UK service sector must ramp up EV technician training – Autotech
The freedom to service new vehicles was joined by another example of the sector’s current need to evolve quickly at the NTDA Tyre Industry Conference 2022. Dave Walker, business development director, Autotech discussed the topic of training technicians to carry out services on electric and hybrid vehicles. Noting the speed of the new car market’s move away from diesel (only around 5.5 per cent of new cars sold this year are diesel), and the growth of various flavours of electric car, Walker said that “only 15 per cent of UK technicians (around 32,900) are now qualified to work safely” on these vehicles. It is estimated that 90,000 technicians will be required by 2030 to work on EV/hybrid cars.
Aside from the level of servicing, the most pressing reason to need technicians to be fully qualified to work on current EVs and Hybrids is safety.
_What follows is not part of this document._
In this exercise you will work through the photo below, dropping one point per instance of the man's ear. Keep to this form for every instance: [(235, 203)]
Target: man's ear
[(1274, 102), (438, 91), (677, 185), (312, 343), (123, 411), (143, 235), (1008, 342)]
These vehicles operate at up to 800 volts, Walker says, “a dangerous power level for under-trained technicians.” The effect of being unprepared for EVs on businesses included: the safety of staff and customers; insurance implications for the garage as a more technical workspace; potential damage to vehicles due to lack of knowledge; and low staff confidence talking to customers.
Current EV/Hybrid training courses offer four levels of accreditation: Level 1 for general awareness and understanding; Level 2 covers isolation of high voltage vehicle; Level 3 gives technicians the knowledge to work safely on EV/Hybrid Vehicles; and Level 4 goes into live working and advanced diagnostics.
There are other aspects of EVs that garages will need to be aware of in order to prepare themselves for the rapid rise in EVs as a proportion of the car parc, Walker added. For example, EVs utilise brakes a lot less, with around 40 per cent of their braking motor-based. Therefore a reduction in demand for brakes seems likely, which has obvious business implications. Secondly, tyres fitted to EVs tend to wear out faster due to the weight and torque of vehicle. While specialist EV tyres are now appearing in the tyre market, there is a good chance that demand for replacement tyres will increase along with the rise of EVs.
Walker gave the conference some idea of how prevalent EVs have become when it comes to the demand for training. He said that “80 per cent” of Autotech enquiries and delivery is for EV/Hybrid Vehicle training courses. This includes work with accident investigation teams – he said the company had recently worked with West Yorkshire Police, for example. Walker exemplified the approach of future-conscious tyre servicers too: Autotech has trained one Eden Tyres technician in every branch to Level 2, as well as front desk staff in talking to customers. In ‘n’ Out Autocentres is also “getting ahead of the curve” with Autotech’s EV/Hybrid Vehicle Training for its technicians. Walker warned that “the clock is ticking to get businesses ready for the 2030 cut-off for new ICE vehicles.”